Malvern French Film Centre

Film 2025-06 Hotel du Nord

15th Jun 2025 7pm Studio One

 

Anabelle and Jean-Pierre Aumont in Hotel du Nord

 

Hôtel du Nord (1938) directed by Michel Carné

Cert PG, Running Time 1h 53m

Starring Anabella, Jean-Pierrer Aumont, Louis Jouvet. On the meandering Canal St. Martin, at the Parisian Hôtel du Nord, a nearly fatal gunshot separates a dejected young couple. But, amid a sad but beautiful panorama of lively characters, love has the final say. Can life be a fairy tale? Paris-1938. In a hotel near the Canal Saint-Martin, a communion is celebrated. Hotel guests and owners celebrate the event with a meal. During the meal, a young couple of lovers comes to rent a room with the aim of committing suicide. During the night a shot rings out, the young woman is wounded and the young man disappears. The hoteliers then welcome the young woman for her convalescence and hire her as a waitress. Her life will then be intertwined with the life of the hotel and with another truculent couple, a girl and her pimp… Marcel Carné adapted Eugène Dabit’s novel “Hôtel du Nord” for the screen. In fact Eugène Dabit was none other than the son of the owners of the real Hôtel du Nord on the Canal Saint-Martin that still stands today. At that time, the Hôtel was a source of inspiration for the novel, which transcribes the simple lives of ordinary, but “colourful” Parisians.
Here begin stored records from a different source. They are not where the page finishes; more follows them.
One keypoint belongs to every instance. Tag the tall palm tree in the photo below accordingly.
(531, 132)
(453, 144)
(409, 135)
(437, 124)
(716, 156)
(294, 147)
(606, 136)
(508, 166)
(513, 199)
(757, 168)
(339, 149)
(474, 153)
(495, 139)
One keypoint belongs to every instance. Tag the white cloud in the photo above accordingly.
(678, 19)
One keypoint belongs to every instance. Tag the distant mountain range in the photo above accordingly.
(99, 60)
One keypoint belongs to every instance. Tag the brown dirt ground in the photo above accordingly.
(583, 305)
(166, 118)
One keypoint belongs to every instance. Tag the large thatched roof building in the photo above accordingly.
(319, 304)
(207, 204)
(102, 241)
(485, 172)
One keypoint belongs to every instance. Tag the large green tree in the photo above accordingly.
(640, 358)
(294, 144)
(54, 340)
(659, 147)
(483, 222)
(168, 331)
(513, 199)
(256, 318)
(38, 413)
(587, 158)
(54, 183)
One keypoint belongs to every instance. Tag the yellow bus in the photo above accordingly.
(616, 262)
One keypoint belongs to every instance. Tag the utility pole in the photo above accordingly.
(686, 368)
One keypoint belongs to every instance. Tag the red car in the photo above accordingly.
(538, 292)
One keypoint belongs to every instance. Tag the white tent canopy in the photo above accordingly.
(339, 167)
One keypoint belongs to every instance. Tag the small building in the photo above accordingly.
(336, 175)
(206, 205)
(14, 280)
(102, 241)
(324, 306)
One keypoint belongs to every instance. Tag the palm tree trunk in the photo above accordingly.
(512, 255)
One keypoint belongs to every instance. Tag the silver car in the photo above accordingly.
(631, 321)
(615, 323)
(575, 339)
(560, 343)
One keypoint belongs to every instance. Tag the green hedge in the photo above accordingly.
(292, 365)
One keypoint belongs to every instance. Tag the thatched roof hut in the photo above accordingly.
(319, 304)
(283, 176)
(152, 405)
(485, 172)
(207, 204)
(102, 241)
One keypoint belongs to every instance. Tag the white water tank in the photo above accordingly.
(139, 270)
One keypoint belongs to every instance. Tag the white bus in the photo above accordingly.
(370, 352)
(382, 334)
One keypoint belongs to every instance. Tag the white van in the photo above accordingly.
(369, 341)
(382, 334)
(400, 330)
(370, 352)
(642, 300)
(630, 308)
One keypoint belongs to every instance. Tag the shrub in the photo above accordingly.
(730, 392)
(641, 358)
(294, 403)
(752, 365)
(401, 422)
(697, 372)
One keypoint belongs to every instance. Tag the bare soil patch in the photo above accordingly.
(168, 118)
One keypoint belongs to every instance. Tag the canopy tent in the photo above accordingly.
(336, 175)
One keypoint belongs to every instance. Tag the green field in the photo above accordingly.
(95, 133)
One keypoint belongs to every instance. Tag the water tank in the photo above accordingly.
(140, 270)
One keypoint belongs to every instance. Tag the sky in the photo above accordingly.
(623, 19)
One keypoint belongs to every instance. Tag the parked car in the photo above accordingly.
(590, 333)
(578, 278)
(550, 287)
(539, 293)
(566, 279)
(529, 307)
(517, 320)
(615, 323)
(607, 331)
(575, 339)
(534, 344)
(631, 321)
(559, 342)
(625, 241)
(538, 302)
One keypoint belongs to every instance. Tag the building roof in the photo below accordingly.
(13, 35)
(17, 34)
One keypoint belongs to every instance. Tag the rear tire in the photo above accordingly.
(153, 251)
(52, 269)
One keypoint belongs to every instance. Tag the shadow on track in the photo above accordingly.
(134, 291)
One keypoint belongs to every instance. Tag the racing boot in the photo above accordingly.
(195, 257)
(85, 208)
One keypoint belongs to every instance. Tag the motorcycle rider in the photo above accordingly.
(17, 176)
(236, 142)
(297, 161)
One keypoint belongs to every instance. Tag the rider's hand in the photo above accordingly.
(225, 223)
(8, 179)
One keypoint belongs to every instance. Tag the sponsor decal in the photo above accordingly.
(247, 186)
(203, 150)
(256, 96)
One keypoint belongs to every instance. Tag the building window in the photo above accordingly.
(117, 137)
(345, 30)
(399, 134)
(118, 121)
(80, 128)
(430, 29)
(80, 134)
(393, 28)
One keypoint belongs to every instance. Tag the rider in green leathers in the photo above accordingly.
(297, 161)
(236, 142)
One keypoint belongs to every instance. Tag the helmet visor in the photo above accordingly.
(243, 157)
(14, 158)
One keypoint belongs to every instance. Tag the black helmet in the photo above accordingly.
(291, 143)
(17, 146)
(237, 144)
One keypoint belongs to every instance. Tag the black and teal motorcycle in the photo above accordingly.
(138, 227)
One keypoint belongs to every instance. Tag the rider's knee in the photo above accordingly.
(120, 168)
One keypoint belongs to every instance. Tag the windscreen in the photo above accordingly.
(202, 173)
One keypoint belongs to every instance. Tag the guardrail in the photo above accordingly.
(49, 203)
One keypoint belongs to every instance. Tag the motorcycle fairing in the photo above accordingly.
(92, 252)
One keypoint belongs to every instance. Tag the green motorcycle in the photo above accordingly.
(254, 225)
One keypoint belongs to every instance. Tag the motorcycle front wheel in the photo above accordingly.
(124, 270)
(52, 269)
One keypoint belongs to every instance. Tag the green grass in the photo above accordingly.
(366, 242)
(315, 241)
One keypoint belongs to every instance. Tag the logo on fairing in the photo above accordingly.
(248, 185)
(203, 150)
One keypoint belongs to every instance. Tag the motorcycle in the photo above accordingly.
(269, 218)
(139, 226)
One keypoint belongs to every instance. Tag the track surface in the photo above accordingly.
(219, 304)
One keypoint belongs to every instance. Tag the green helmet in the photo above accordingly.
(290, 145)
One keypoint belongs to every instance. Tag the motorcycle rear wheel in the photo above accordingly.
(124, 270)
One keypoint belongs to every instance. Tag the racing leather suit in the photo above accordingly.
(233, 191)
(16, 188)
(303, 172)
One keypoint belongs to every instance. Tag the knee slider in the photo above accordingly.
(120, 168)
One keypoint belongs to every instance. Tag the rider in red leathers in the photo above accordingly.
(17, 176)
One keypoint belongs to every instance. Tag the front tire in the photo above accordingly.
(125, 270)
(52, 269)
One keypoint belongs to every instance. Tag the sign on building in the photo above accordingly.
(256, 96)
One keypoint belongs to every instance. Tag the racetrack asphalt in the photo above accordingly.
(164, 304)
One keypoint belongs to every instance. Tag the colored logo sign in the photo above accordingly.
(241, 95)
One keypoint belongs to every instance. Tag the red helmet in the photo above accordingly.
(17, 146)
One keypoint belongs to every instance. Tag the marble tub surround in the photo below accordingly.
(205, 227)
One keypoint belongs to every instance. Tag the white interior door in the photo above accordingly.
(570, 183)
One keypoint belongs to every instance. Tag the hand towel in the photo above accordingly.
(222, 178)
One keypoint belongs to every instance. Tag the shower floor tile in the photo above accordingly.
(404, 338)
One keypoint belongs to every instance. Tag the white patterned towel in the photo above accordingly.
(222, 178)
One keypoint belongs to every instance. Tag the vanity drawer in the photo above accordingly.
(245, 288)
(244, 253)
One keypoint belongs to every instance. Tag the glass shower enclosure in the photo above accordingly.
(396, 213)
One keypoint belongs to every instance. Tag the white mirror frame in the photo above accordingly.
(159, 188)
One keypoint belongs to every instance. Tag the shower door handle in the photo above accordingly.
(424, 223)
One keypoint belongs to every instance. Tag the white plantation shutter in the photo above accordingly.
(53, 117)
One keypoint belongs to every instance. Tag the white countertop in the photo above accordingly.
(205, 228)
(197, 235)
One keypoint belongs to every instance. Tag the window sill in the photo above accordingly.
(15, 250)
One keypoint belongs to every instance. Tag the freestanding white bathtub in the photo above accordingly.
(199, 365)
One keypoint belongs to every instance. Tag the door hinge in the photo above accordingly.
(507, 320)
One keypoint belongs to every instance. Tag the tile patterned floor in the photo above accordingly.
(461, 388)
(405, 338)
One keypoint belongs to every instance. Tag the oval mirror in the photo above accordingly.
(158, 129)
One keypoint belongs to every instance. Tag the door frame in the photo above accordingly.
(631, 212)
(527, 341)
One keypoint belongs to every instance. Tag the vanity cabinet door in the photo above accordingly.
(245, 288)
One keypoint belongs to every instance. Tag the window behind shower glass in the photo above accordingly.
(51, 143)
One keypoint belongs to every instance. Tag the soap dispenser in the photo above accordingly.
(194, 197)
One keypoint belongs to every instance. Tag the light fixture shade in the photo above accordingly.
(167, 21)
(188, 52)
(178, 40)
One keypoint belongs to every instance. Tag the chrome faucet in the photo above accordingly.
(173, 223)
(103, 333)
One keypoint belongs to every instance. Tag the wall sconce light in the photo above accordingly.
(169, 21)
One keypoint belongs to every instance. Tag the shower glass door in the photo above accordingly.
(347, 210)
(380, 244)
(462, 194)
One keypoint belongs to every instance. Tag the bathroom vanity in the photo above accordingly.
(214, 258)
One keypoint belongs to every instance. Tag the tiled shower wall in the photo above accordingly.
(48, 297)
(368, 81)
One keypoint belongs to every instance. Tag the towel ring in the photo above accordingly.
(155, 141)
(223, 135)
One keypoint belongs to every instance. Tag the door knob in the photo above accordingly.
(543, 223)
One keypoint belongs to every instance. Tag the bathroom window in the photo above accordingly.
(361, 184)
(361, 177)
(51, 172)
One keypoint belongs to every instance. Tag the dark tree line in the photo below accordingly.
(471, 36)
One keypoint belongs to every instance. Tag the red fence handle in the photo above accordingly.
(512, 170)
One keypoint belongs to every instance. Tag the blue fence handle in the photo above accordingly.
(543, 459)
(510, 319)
Anguished young lovers, fallen women, wanted criminals, and all manner of social castoffs: these are the disreputable denizens of the Hôtel du Nord, an atmospherically seedy boardinghouse on the bustling banks of the Canal Saint-Martin in Paris, whose lives collide in Marcel Carné’s bittersweet rhapsody of romance, betrayal, revelry, and violence. Featuring evocative production design by the famed Alexandre Trauner and a colorful ensemble cast of some of classical French cinema’s most illustrious stars—including Annabella, Louis Jouvet, and a divinely dissolute Arletty in one of her most iconic roles—Hôtel du Nord is a jewel of a film and a sublime exemplar of Carné’s celebrated poetics, imbuing working-class lives and dramas with a touching nobility.